David spürte ein Kribbeln im Bauch, merkte wie das Blut in ihm hochschoss und ärgerte sich gleichermaßen über diese Gefühlsregung, für die es ja überhaupt keinen Grund gab. Gabriel musste sich einfach irren.

„Jetzt kennst du auch den Grund, warum ich persönlich vorbeigekommen bin. Zumal die Zigarettenkippe nur ein Mann geraucht haben kann.“

„Mein Vater ist gestorben, da war ich gerade ein paar Wochen alt, hast du das vergessen?“

David kämpfte vergebens gegen seine Tränen an. Was war los mit ihm? Warum hatte er sich nicht mehr unter Kontrolle?

Er schloss die Augen und sah noch einmal, wie der schwarze Pullmann am Tag seiner Ankunft langsam an ihm vorbei gefahren war.

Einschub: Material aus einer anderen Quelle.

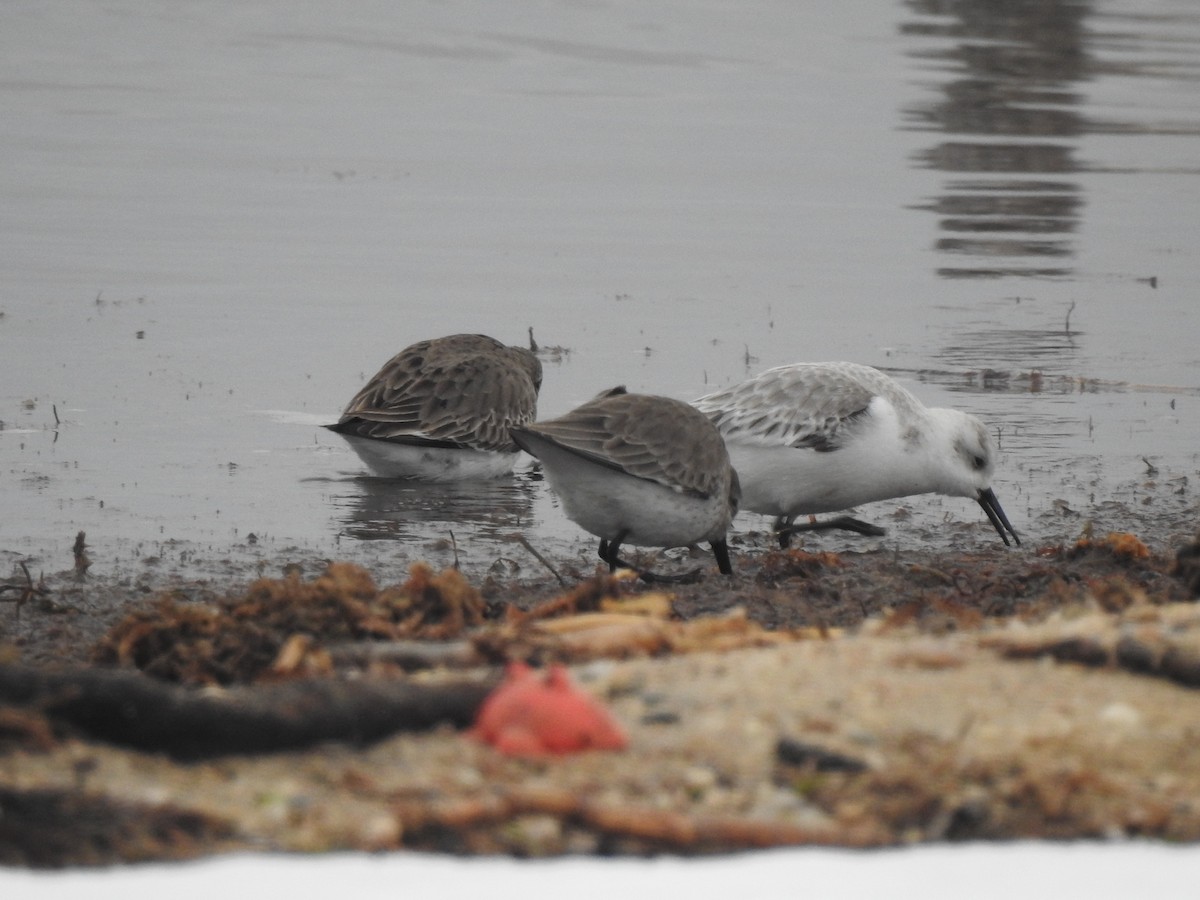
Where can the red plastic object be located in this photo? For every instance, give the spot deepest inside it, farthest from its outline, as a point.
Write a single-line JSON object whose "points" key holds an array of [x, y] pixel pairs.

Er spürte wieder dieses unerklärliche Kribbeln, wie vor weniger als einer Stunde an der Kreuzwegstation.

Gabriel rüttelte ihn und holte ihn zurück in den Biergarten.

„Entschuldige, ich weiß auch nicht, was mit mir los ist.“

„Kein Problem, ging mir genauso, als ich dahinter gekommen bin. Aber glaube mir, wir werden der Sache schon auf den Grund gehen.“

„Hier“, sagte David und schob das zweite Amulett zu Gabriel über den Tisch, „habe ich in der Schublade unserer Haushälterin gefunden.“

„Kein Problem. In ein paar Stunden haben wird das Ergebnis.“

„Als ich vier oder fünf Jahre alt war, hatte ich oft das Gefühl, nein falsch, war ich mir eigentlich ziemlich sicher, dass mein Vater noch leben würde. Aber das sind Kinderphantasien.“

„Wir werden die Wahrheit schon herausfinden. Dafür bin ich hier, dafür bin ich gekommen.“

„Die Wahrheit hatte sich mein Vater auch auf seine Fahnen geschrieben, aber anders als man sich das im Allgemeinen vorstellt. Wenn wir in der Villa sind, werde ich dir das Archiv meines Vaters zeigen, dann wirst du verstehen, was ich meine.“

Als die beiden Freunde den Biergarten verließen, ging die Sonne langsam hinter den Bergen unter.

Schweigend fuhren sie zur Villa am See. Den Auftrag der Haushälterin, die Kette für die Freundin in Hamburg abzuholen, hatte David Engel vergessen.